Defendant has also violated Local Rule 20(c) of the Local Rules of the United States District Court for the Eastern District of Pennsylvania. Local Rule 20(c) requires that a motion not certified as uncontested be accompanied by a brief setting forth the legal contentions and authorities relied on in support of its motion. Local Rule 20(c). Cherkas v. Stucy, No. 85-6539 (E.D.Pa. September 10, 1986) [available on WESTLAW, 1986 WL 9893] (Lexis, Genfed library, Dist. file). Defendant failed to accompany its motion for reconsideration with the required brief.

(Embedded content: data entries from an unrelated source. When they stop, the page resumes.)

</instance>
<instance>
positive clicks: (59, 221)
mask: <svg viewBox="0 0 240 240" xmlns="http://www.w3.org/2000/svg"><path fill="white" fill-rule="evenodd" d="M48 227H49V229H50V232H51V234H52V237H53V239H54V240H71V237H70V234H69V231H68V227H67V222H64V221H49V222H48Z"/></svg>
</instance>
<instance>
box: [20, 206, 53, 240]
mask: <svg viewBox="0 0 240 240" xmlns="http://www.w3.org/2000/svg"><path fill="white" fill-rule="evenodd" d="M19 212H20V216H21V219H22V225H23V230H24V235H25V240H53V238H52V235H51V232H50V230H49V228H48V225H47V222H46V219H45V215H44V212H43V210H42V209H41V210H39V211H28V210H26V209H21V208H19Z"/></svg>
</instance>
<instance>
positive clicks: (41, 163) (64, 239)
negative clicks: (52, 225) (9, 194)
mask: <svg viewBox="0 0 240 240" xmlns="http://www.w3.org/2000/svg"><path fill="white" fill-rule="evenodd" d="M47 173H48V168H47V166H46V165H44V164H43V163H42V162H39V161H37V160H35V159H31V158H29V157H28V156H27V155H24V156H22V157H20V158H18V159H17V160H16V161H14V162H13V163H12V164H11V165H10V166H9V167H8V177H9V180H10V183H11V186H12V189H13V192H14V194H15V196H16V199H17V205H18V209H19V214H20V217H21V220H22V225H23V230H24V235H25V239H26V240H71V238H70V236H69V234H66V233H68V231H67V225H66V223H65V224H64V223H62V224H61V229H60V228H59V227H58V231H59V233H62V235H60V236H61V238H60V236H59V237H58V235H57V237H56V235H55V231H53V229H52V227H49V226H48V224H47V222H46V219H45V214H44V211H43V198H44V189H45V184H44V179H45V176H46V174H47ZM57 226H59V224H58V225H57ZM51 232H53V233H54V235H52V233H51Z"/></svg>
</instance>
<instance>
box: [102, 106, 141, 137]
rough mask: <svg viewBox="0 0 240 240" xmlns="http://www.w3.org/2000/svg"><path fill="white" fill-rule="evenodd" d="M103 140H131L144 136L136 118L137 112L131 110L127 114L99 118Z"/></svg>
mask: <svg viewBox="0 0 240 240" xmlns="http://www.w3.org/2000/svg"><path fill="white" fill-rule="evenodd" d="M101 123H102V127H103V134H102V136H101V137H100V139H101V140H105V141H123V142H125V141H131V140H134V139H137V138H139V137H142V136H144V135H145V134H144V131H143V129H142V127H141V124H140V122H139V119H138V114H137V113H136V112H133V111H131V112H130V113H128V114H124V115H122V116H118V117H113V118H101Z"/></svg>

Defendant requests oral argument on its petition for reconsideration of this Court’s April 15, 1988 Order. Oral argument on this issue is unnecessary. “Given the nature of [defendant’s] violation, the sanction imposed was appropriate: The evidence excluded bears a direct relation to the evidence sought under the discovery order.” In re Fine Paper Antitrust Litigation, 685 F.2d, at 823. The sanctions imposed by this Court’s April 15, 1988 Order shall continue.

Plaintiffs’ request that this Court impose further sanctions and strike defendant’s answer is denied. A party cannot be sanctioned by striking a pleading unless certain factors are met, which have not been established in this case. Poulis v. State Farm Fire and Cas. Co., 747 F.2d 863 (3d Cir. 1984).

An appropriate Order follows.

ORDER

Now, this 5th day of May, 1988, upon consideration of defendant’s petition for reconsideration, plaintiffs’ reply and new matter, IT IS ORDERED that:

1. Defendant’s petition for reconsideration and request for oral argument are DENIED. Sanctions imposed by this Court’s April 15, 1988 Order shall continue.

2. Plaintiffs’ request that defendant’s answer be stricken as a further sanction is DENIED. 
      
      . Defendant alleges in its supplemental brief that its clinical data consists of four (4) volumes of information while plaintiffs’ reply alleges that clinical data consists of forty (40) volumes. In either case, defendant has failed to adequately comply with Fed.R.Civ.P. 33(c).
     
      
      
        . A one sentence "memorandum of law” is attached to the defendant’s supplemental response.